Why are brain disorders so mind-boggling? When we know so much about what a healthy brain looks like, why do we still not have cures for neurodegenerative diseases such as Parkinson’s and Alzheimer’s? Why do current drugs for anxiety, depression and psychosis not work for a third of people? Why can’t we fix some brains to make them work like healthy ones, in the same way other drugs and treatments can cure physical disease?
Neuroscientist Nicole Rust, a professor of psychology at the University of Pennsylvania, is hooked on understanding how a healthy brain works to guide clinicians in seeking cures and treatments for brain disorders. She uses the analogy of a car: you can only understand how to fix a car if you know how a car works.
That sounds good in theory. But on a video call with the Listener, Rust talks about how she became frustrated that decades of brain research have not translated into new treatments and cures, while neurodegenerative conditions such as Alzheimer’s and Parkinson’s disease continue to baffle neuroscientists.

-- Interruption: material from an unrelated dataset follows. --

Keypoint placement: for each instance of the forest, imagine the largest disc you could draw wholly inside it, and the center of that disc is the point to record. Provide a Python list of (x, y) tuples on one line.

In her new book Elusive Cures, Rust considers the mysteries that continue to elude scientists concerning brain diseases. The book is a personal journey to understand the community she is working within, and why we’re little closer to understanding or solving Alzheimer’s disease, for example, than we were several decades ago.
Dominoes discredited
Her theory for this puzzling lack of progress in brain drugs and treatments is that neuroscientists and brain researchers have focused too much on a chain reaction of cause and effect: for instance, that lack of activity in the prefrontal cortex is linked to depression and mood disorders, or amyloid build-up in the brain causes Alzheimer’s disease.
With this approach, the idea is that you “find the broken domino and fix it’’, or “find a brain area with aberrant brain activity and stimulate it’’.
Rust argues the brain is like a complex, chaotic weather system, with many influences. Treating a brain disorder should therefore be like “redirecting a hurricane rather than fixing a domino chain of cause and effect’’.
This kind of thinking isn’t entirely new in scientific circles, but Rust sees it as the central lens through which to view brain disorders and dysfunction.
“The most significant thing holding back new treatments is that, for the most part, we have not yet learnt the right things about the brain, and so we still don’t know what causes brain dysfunction.’’
She notes new drugs introduced to treat brain disorders are not as novel as drug companies would like us to imagine, and are often reworked old ones. “I also assumed that new drugs followed from novel discoveries about the brain more than they do,’’ she writes.
Environmental impact
Rust’s book explains that until the 1990s, molecular neuroscience guided brain research and treatments: everything going wrong in the brain could be pinpointed to genes, proteins, neurons and other molecules.
But the molecular neuroscience approach was too simplistic, she says. To understand what is happening in the brain, we also need to know what is going on in the mind, especially with mental health disorders, and how a person lives: their social, environmental and economic conditions.
She points to brain disorders that continue to puzzle doctors and neuroscientists: Alzheimer’s, Huntington’s, Parkinson’s, multiple sclerosis, epilepsy, depression, schizophrenia and many more. The first three are diseases “where we know the brain has degenerated but we’re not sure what has caused that. Though we have ways of mitigating the effects of these disorders, we cannot cure any of them.’’
Then there are mental health conditions and neurodevelopmental disorders such as intellectual disabilities and some forms of autism. “These are the classes of disorders we’ve really had a hard time understanding, and for some of them really developing effective treatments.”
Her book traces the history of Alzheimer’s, which for decades was thought to be caused by viruses or environmental toxins. British woman Carol Jennings changed the course of study in the mid-1980s when she asked Alzheimer’s researchers why her father and his siblings had been diagnosed in their 40s and 50s. The scientists switched to thinking a gene mutation causes amyloid clumps to form in the brain and lead to neurodegeneration.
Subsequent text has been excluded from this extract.